During the worst of Tiger Wood’s problems with injury and everything else that happened to him since 2008, I wrote him off and stated right here that not only would he never win another major, but that he’d never win another profession­al tournament.

On September 23 last year he proved me wrong on the first count by winning the Tour Championsh­ip at East Lake, Atlanta, on the PGA Tour, and on Sunday last at Augusta, a mere two-hour drive from the scene of his September win, he proved me wrong again, by clinching the Masters to bag his fifteenth major title and I must admit that I cheered him all the way to the final green.

However, I’m not the only one who wrote him off and there are a lot well-known golf writers eating humble pie also as I write this on Monday.

I stated last September following his comeback win at East Lake, that while it was one of golf’s greatest comebacks it wouldn’t rank with the comeback by Ben Hogan who won the 1950 US Open at Merion, just eleven months after a near-fatal car crash, which saw him spend six months in hospital with life-threatenin­g injuries and multiple bone fractures.

It might, however, be time to revise that statement and say that perhaps Tiger’s win at Augusta is at least on a par with Hogan’s win at Merion, but you must remember that Hogan won six of his nine majors after that crash.

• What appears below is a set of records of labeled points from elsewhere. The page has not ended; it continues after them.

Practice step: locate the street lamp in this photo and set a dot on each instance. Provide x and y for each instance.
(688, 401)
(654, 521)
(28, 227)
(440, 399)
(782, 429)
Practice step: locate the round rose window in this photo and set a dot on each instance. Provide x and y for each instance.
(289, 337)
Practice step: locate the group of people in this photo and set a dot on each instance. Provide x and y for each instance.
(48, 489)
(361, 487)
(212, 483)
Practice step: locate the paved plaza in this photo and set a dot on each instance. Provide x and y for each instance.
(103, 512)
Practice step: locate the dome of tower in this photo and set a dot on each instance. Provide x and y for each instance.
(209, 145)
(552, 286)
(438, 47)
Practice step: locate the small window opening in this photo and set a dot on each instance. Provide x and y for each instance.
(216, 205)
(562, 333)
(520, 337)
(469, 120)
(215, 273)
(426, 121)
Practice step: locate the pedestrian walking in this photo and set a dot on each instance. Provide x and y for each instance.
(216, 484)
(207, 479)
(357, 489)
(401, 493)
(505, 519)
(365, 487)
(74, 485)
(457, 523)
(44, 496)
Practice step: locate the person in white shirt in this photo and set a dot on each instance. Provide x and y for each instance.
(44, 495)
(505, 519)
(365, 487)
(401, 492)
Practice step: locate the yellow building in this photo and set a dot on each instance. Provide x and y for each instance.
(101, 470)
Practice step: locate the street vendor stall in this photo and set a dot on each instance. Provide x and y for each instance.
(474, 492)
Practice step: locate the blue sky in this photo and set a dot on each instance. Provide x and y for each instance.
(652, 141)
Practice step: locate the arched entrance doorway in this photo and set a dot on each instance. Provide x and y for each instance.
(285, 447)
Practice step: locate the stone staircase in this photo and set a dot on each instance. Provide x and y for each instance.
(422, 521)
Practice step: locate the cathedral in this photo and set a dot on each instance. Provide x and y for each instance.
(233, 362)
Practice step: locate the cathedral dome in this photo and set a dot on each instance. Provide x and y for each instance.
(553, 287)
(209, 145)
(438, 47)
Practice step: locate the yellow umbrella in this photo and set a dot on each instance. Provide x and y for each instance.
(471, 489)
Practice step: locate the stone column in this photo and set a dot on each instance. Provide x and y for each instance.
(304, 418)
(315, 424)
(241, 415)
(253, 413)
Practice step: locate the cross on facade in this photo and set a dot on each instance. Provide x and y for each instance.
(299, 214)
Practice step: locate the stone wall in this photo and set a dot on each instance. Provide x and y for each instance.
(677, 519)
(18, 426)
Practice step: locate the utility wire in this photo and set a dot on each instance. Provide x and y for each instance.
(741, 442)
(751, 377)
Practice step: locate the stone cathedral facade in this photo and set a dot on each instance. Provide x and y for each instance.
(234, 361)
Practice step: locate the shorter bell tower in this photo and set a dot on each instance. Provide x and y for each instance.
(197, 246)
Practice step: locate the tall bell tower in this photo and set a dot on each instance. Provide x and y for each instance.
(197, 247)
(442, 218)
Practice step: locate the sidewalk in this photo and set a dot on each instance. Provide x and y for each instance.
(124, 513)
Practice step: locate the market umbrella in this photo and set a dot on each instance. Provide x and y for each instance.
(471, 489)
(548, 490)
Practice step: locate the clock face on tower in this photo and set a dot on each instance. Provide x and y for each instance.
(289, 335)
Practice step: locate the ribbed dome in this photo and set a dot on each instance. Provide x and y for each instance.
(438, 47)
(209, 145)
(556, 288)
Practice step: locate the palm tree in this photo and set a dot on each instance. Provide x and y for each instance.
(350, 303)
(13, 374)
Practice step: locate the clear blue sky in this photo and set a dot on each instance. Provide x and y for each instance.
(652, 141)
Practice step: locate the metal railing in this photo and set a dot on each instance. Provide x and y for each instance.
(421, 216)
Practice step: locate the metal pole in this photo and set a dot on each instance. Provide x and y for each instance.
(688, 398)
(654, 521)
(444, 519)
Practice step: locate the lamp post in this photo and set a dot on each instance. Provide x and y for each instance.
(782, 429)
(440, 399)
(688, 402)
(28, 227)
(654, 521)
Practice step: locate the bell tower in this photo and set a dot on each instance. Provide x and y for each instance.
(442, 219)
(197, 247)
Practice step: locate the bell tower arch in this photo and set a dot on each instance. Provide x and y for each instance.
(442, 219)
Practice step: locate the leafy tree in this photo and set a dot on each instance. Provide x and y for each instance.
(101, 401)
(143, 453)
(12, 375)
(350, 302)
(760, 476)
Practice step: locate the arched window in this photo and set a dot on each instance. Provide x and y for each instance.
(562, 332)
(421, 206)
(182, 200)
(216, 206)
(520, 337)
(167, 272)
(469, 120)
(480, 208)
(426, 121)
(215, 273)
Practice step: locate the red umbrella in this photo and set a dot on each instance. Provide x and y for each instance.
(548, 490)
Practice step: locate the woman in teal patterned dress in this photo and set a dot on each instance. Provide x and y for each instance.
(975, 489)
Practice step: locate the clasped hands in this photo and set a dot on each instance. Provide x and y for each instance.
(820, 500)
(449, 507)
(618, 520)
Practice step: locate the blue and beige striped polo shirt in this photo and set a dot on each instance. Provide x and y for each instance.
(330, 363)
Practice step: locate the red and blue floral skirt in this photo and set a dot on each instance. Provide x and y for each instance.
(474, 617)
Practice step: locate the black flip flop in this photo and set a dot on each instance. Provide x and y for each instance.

I’m a huge Tiger fan because he’s good for golf and following Sunday’s win, nothing would give me greater pleasure than to see him equal or overhaul Jack Nicklaus’s record of eighteen titles and surpass Hogan as golf’s greatest comeback hero.

A whole new generation got to see Tiger win a major on Sunday, including his own kids, which was something he hadn’t done for almost eleven years, and with the popularity of the game of golf on the wane world-wide, Tiger’s success might just be the shot in the arm that the game needs right now.

I tipped Francesco Molinari last week as a great value bet at 25/1 and he certainly delivered for anyone who backed him each way, but having heard the news late on Saturday night/early Sunday morning that the final round play would be in threes, and that Tiger and Molinari would be together, I got a bad feeling for the Italian.

Yes, I know, that they played together last year in the final round of the Open Championsh­ip when the “Iceman” held his nerve to win his first major in spite of a charge from the “Big Cat”, but it’s different at Augusta and I figured that if it came down to a head to head between the two of them on the back nine with the partisan American crowd roaring on their hero, there could only be one winner and so it came to pass.

Padraig Harrington summed it up perfectly on BBC after the golf was over when he said: “Tiger intimidate­d Molinari off the golf course”.

Not by anything he said or did, but just by his very presence and the way that he played patient golf and waited to seize the moment.

There were others who had chances to win or even force a play-off, late into the back nine, but I believe that Tiger’s name was on the trophy from the moment that Molinari visited the water for the first time and the rest as they say is history.